岩屋委員長 以上で原田君の質疑は終了いたしました。

 次に、石井郁子君。

石井(郁)委員 日本共産党の石井郁子です。

 一昨日の浜松市のブラジル人学校への視察では、改めまして、日系ブラジル人の就労、子供たちの教育、大変な困難の中にあっていろいろな努力をされているということがうかがい知ることができました。昨年の雇用情勢の悪化で、とりわけ経営状態等々厳しくなっている、学校そのものの運営が厳しいということや、それがいろいろな形で及んでいるということも本当に知ることができました。

 日系ブラジル人のこういう日本での就労、教育の問題というのは、文科省としてもこれまでも把握をされてきたというふうに思うんです。私、まず最初に、そういう点でいうと、文科省が二〇〇四年にこうした委託調査を発表しておりまして、「外国人労働者の子女の教育に関する調査研究 ブラジル人学校の事例」という報告書を見ることができたわけですけれども、これは調査報告書ですからかなり綿密な調査をしておられまして、ここにもいろいろと問題点は述べているということがわかりました。

 ここではこう言っているんですよ。国籍にかかわらず、ゼロ歳から十八歳未満のすべての子供たちが子どもの権利条約によって守られる対象であることが大事だ、こう言っています。「外国人の子どもの不就学の実態さえ確認できず、外国人児童生徒への教育の機会を確保することへの努力を長期に渡り放置してきた文部科学省は、同条約の批准国でありながらその責務を怠ってきたと言える。」これを読んでまさにそのとおりだということですが、本当に厳しい指摘だというふうに私は思うんです。
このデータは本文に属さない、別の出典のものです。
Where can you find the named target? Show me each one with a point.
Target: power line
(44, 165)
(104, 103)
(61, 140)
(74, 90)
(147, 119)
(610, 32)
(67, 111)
 それで、こうした調査は二〇〇四年から毎年されているんですよ。こういう調査をして、厳しい指摘がありながら、文科省の対応は一体どうだったのかということをまず最初に伺わせていただきます。

 つまり、この調査結果をどのように受けとめてこられたのか、そして、幾つかの指摘に対してどう対応してこられたのかということを最初に御答弁いただきたいと思います。

塩谷国務大臣 ただいまの調査研究についての内容は、今お話しあったようなさまざまな観点で指摘がされてきておりました。その点については、国としてなかなか対応できていない点もある。

 実際、浜松を御視察いただいたわけでございますが、そういった市町村、現場での方が自治体対応が行われて、国がどちらかというとおくれてきているのが現状だと思っておりまして、それを、特に今の経済状況の中で、緊急対応を含めてしっかり対応していかなきゃならぬと考えておるわけでございまして、解決する手段としては、学校経営を安定させることが一つの方策ということで、ブラジル人学校等の準学校法人立の各種学校への促進を図るための都道府県への働きかけ、また、ブラジル政府との協議を行って、ブラジル政府による学校の認可の促進等を要請してきたところでございます。

 さらに、外国人の子供が公立小学校への就学を希望する場合は、国際A規約に基づいて、日本の子供と同じように無償で受け入れているところでございまして、そういった各種施策を推進してきたところでございますが、まだ、今の経済状況の悪化に伴って新たなさまざまな課題が出てきておりますので、授業料の減免あるいは助成、日本語指導等を実施する自治体への交付税の支援等を今予定しているところでございまして、しっかりとまた対応してまいりたいと思います。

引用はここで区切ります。